Deziré has always been a natural born hustler. She has always been intouch with her artsy side, and loved to create – whether that be crafts or baked goods. Since elementary school, she would exchange her creations for money. It started off as her making things for friends and teachers, but it really took a turn in 2011. Deziré had just made a pair of earrings for herself and wore them to school. I remember that day clearly – I saw her earrings that connected into a necklace and thought it was the cutest statement piece. I asked Deziré to make me a pair and I’d pay her. This gave her the confidence to start selling her creations for actual income. Since then, whenever she needed or wanted money, she would create things for people to buy. Word of mouth from herself, her brother, and sister is how she let people know what she had for sale.

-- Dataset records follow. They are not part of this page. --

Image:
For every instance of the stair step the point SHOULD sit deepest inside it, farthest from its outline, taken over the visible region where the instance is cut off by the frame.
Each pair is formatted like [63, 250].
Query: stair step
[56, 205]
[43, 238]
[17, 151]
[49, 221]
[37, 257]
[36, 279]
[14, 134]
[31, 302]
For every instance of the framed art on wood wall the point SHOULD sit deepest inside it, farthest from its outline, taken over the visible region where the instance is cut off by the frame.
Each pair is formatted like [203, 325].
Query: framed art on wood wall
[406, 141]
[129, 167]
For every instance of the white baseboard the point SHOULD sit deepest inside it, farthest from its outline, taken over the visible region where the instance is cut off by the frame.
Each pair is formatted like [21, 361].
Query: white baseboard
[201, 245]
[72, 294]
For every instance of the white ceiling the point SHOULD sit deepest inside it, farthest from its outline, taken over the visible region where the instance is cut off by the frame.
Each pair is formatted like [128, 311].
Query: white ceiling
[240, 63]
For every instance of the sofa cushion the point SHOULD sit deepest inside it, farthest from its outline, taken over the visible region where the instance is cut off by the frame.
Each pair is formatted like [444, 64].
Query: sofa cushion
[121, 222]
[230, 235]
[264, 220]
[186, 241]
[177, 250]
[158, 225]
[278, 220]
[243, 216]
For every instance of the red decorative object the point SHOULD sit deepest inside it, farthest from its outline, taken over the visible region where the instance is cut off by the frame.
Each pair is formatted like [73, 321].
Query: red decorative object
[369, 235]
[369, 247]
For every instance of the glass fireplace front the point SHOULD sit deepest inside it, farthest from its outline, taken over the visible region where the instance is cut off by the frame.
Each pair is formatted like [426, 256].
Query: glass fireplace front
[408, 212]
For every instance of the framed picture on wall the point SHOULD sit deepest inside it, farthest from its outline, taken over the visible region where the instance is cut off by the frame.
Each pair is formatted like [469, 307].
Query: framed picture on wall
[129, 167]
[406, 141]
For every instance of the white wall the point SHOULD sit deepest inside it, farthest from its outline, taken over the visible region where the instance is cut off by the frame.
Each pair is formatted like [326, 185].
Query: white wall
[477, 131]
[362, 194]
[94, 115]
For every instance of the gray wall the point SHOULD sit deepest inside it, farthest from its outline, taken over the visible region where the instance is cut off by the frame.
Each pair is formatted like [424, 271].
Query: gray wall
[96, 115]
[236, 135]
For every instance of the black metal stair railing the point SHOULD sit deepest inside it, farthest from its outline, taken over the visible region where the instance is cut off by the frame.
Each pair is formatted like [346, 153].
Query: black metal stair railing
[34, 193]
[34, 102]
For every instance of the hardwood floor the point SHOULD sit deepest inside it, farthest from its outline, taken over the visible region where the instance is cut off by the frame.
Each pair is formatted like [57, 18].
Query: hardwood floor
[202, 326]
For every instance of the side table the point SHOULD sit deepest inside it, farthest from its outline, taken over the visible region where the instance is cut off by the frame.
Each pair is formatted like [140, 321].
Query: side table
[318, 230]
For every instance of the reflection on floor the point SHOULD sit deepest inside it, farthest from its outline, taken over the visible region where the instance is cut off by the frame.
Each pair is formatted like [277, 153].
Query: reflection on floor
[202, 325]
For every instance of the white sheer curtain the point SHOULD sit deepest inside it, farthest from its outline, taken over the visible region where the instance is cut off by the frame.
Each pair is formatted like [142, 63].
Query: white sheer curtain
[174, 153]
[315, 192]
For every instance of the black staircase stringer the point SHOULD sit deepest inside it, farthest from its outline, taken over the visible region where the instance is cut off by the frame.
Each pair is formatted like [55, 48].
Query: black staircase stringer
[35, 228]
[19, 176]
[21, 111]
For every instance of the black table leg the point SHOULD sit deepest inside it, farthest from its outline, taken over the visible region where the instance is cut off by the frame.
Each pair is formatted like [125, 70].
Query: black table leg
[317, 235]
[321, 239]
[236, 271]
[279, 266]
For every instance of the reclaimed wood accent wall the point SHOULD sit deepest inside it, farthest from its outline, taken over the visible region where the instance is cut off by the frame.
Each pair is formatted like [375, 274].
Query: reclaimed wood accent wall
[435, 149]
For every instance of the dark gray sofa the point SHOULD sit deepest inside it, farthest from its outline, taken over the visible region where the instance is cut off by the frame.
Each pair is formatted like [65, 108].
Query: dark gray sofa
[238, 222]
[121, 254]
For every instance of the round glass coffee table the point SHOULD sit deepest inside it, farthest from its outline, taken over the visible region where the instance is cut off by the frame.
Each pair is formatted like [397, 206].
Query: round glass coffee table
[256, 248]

The start of CaliVamp’s foundation started in 2013. The push that got the wheels rolling was when Deziré enrolled in Cosmetology school. She had just moved to Fresno and didn’t know anyone out there. She saw this as a perfect opportunity to start her online website. Deziré also saw this as an opportunity to showcase her hobby of creating jewelry and make some extra money while in school. She didn’t have any doubts because her focus was on finishing up Cosmetology school, and Deziré never expected that CaliVamp would be her main source of income. She was so eager to start CaliVamp that she’s “pretty sure I came up with the name at 3 in the morning.” For those wondering about CaliVamp’s name, Deziré is from California and “Vamp” because she’s a night owl – it’s a combination of where and who she is.

While in Cosmetology school, Deziré began to realize what different paths she could take. As a hairstylist, she learned that she can either be her own boss or work under someone else. She realized then that her end goal was to be her “own boss” and create her own brand. She didn’t think of it only in terms of being a hairstylist, but knew that this way of thinking could be applied to any aspect in what she wanted to do – hair or selling her creations. Ironically, once Deziré got licensed, she realized she didn’t enjoy doing hair like before. She started to dislike the process of doing people’s hair, and noticed that she started to fall in love with creating jewelry more and more, even though it was originally her side hustle.

CaliVamp’s foundation started in 2013, but Deziré didn’t have an official CaliVamp Instagram page or website until 2016. In that 3 year gap, Deziré was still creating, tweaking her products, and trying to learn the business aspects of having a website. In fact, she had a website that she started in 2014, but never advertised, posted, or sold anything on it. She was just trying to learn the ropes of the industry. From 2013 to 2016, she was mostly creating for friends and family, and didn’t incorporate crystals in her jewelry yet. Everything was word of mouth or was posted on her personal Instagram.

When CaliVamp finally had an Instagram page that launched on February 2016, that is when Deziré started advertising her work. Advertising and posting on Instagram helped get word around that she was selling jewelry. Calivamp.com launched about 8 months later on October 5, 2016. CaliVamp finally got its feet off of the ground, but business wasn’t booming just yet. Up until this point, Deziré advertised her work through hear say and word of mouth from friends and acquaintences. Now, she could publicly display her crafts and get feedback from anyone. Having a public Instagram page benefited her because she had people messaging her for custom orders. To Deziré’s surprise, she started to realize that having an Instagram page and a website was just the first step.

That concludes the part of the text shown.